How Size Adjustment Works in Appeals
Assessors typically apply size adjustments using one of two methods. The market extraction method analyzes multiple sales of similar properties at different sizes to determine a per-square-foot adjustment rate specific to your market and property type. The second approach uses a standard percentage adjustment, though this is less defensible in a board of review hearing.
The calculation is straightforward: if your comp sold at $150 per square foot and your property is 500 square feet larger, you'd adjust that comp's value upward by $75,000 (500 sq ft × $150). However, the challenge lies in determining the correct per-square-foot rate for your specific property type and location. This rate varies dramatically. A 1,000-square-foot addition to a suburban ranch home might command $125 per square foot, while the same addition to an urban townhouse could be worth $300 per square foot or more.
Assessment ratios in your state also affect how size adjustments impact your final appraised value. If your state uses a 50% assessment ratio, the appraised value is reduced by half before calculating your tax bill. This means size adjustments matter less in terms of absolute dollars owed, but they still influence whether your assessment meets legal standards for uniformity.
Size Adjustment at Board of Review Hearings
When you appeal your assessment, expect the assessor to defend size adjustments using recent comparable sales data. Bring your own adjusted comps to challenge their methodology. The board will scrutinize whether the per-square-foot adjustment rate is defensible within your local market. If the assessor used a flat 8% adjustment while market data supports only 3%, you have strong grounds to challenge the adjusted value.
Documentation matters here. Pull sales of properties similar to yours that differ by 500, 1,000, or 1,500 square feet. Show the price differences and calculate the implied per-square-foot adjustment that the market actually supports. If local MLS data shows properties in your neighborhood at $140 per square foot for comparable features, use that figure consistently.
Common Pitfalls
- Using national or regional per-square-foot averages instead of neighborhood-specific data. Your 2,500-square-foot home in a neighborhood where comps average 2,000 square feet will not command the same per-square-foot rate as comps in a neighborhood where homes average 3,500 square feet.
- Ignoring quality and condition differences. A size-adjusted comp in poor condition will overstate the value of your well-maintained property. Adjustments should account for condition separately from size.
- Relying on tax-assessed values of comps rather than actual sale prices. The assessor's office may have adjusted those comps inappropriately, which corrupts your adjustment calculation.
- Failing to adjust for time. A comp from 18 months ago needs a time adjustment in addition to size adjustment, and these compounds.
Common Questions
What if my property and the comp are both large outliers in the neighborhood?

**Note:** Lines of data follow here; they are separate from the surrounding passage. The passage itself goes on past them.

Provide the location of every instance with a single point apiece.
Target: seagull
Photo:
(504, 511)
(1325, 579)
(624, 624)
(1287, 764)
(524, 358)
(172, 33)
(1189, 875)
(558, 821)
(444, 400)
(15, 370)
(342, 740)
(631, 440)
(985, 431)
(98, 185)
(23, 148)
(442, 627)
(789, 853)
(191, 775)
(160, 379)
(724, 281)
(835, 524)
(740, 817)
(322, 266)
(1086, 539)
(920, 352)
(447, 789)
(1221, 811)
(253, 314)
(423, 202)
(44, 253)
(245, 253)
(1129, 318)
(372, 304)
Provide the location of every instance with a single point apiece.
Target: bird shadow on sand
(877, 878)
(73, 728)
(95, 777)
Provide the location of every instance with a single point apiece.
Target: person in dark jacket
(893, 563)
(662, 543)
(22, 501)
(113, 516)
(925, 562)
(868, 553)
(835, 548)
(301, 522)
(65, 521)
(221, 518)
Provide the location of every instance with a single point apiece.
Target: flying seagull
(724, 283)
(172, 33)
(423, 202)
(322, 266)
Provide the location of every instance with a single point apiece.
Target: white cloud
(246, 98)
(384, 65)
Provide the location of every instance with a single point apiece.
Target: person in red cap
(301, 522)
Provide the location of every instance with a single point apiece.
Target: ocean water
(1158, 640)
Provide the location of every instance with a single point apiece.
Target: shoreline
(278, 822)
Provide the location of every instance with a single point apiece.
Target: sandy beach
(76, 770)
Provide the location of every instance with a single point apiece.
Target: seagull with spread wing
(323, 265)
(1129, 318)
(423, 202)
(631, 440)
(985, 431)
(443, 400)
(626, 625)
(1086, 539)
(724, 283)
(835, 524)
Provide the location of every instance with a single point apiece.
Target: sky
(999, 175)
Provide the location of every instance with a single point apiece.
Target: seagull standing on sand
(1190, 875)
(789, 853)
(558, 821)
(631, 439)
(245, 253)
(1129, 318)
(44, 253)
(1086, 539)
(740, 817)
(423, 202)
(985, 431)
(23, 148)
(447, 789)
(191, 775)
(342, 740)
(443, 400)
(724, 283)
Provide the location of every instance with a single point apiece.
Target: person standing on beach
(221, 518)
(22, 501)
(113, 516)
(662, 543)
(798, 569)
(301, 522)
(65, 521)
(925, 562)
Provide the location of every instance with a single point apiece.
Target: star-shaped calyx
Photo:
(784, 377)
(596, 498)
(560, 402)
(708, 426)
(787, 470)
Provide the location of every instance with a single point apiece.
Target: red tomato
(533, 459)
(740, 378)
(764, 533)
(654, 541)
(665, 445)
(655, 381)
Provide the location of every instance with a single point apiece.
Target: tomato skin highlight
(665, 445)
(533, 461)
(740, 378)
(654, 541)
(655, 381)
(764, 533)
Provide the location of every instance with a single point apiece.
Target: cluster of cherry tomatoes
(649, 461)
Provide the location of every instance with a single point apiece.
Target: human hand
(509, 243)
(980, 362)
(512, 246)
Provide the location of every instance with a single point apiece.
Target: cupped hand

Size adjustments become unreliable when you're adjusting between two properties that are both significantly larger or smaller than typical homes in the area. In this case, push back at the board of review and ask why the assessor didn't locate more comparable properties. If 80% of homes in your neighborhood are 2,000 to 2,400 square feet, comparing a 3,200-square-foot home to comps and adjusting them heavily for size is not defensible. The assessor should search a broader geographic area for properties more similar to yours in size.
How much per square foot should I use for my size adjustment?
Use market data specific to your property type and neighborhood, not generalized figures. Pull MLS sales data for the past 12 months of properties similar to yours. Calculate the price per square foot for each. The median or mean of that group is your justified adjustment rate. If you're in a state with a state appraiser board, check if they've published recommended rates for your county and property type, though these should be validated against local data.
Can I use size adjustments to argue my assessment is too high?
Yes, but only if the assessor's size adjustment was too aggressive. For instance, if the assessor adjusted a 2,000-square-foot comp to 2,500 square feet (your property) using $200 per square foot, but neighborhood data supports only $120 per square foot, the overadjustment inflated your assessed value. Demonstrate the correct rate to the board and request a downward adjustment.